As a professor, I feel drawn to students who, before their arrival on the Dinky, did not know that squash is not just a vegetable (or as in my case, that it even was a vegetable). I wanted to see more of them, and I felt Princeton could do something about that. And so about two years ago, John Webb, director of Princeton’s Teacher Preparation Program, and I began to speak with high school educators from nearby school districts about what we might do to give smart, low-income kids a shot at attending universities like Princeton.

After a year of some tough and honest conversations, we got the endorsement of several local high schools and the university administration to begin the Princeton University Preparatory Program (PUPP) in the summer of 2001. Richard Carter, who had spent his career in the Trenton public schools, joined us as the director. Our program offers students, all from low-income families, the kind of intellectual and cultural experiences usually available only to children from wealthier homes, which not only increases their prospects for gaining admission to the best universities, but provides a foundation that should enable them to succeed once they are there.

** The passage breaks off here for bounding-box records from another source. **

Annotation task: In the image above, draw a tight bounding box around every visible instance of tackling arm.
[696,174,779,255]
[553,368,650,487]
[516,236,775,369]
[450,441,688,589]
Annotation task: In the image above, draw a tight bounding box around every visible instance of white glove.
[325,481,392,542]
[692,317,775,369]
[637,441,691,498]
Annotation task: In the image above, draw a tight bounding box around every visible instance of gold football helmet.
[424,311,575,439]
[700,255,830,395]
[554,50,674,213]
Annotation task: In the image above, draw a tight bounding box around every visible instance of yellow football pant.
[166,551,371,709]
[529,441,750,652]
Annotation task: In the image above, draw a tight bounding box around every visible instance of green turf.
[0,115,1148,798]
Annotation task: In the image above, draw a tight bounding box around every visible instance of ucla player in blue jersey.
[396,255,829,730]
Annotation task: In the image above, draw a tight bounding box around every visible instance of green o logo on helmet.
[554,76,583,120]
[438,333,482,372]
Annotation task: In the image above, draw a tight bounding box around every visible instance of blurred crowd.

Each year, we invite two dozen ninth-graders from three local high schools, chosen on the basis of their academic potential, to participate in an intensive three-year program that raises their academic sights. Each summer during high school, the students spend six weeks on Princeton’s campus, taking courses and interacting with university faculty and students. The curriculum emphasizes reading and writing, and introduces them to higher-level mathematics, laboratory sciences, and fine arts. The program pays all expenses with support from the university, and participating students receive a stipend to make up partly for lost summer earnings. PUPP also provides tutoring and mentoring during the academic year in the students’ high schools.

How is it working? The original 23 PUPP students from 2001 all returned for a second summer of early dawn bus rides and late-night assignments. For the summer of 2002, PUPP recruited a new group of 21 ninth-graders, and we are getting ready to recruit a third group. Although some have little access to Advanced Placement courses and other high school challenges that are routine in upper-income schools, our students catch up once they are given the chance.

We realize that PUPP is a gift with thorns. As I know from my own experience at Yale, we are giving these children a view of a world that is very different than the one they have lived in. We hear whispers of their concerns. That they feel intimidated on one hand, and guilty on the other. That they may not be able to cross the huge barrier that separates their families from Nassau Hall – and that they may not even want to. That they will have different relationships with friends and siblings who don’t share this opportunity.

I always have thought that in the pursuit of truth, universities needed to confront the very real and concrete implications and manifestations of what they found. Despite decades of efforts to ensure equitable access to the best undergraduate education, our selective colleges have few students from the lower two-thirds of the income ladder, and even fewer from the bottom half. Competition for admission makes every advantage that wealthier parents can bestow ever more important. Yet it would do neither the universities nor the students any good if students unprepared to face the social and academic challenges of a place like Princeton were accepted here. Caught between betraying their commitment to the highest quality of scholarship and denying their historical responsibility as avenues of social mobility, many of the most selective schools have accepted the consequences of social inequities as beyond their control.

The standard line is that we at universities are interested in qualified low-income students, but that we cannot find them. For me, this passivity is not acceptable.

This year, we are preparing for the challenge of our first students’ entry into the 2003 college admissions race. Betty is thinking of whether Columbia or Yale better suits her interests; Juan has weekly conversations with some graduate students in physics; Lauren now feels at home on the campus. Might some of our students be among the first residents of Whitman College? We’re working to make sure that they are.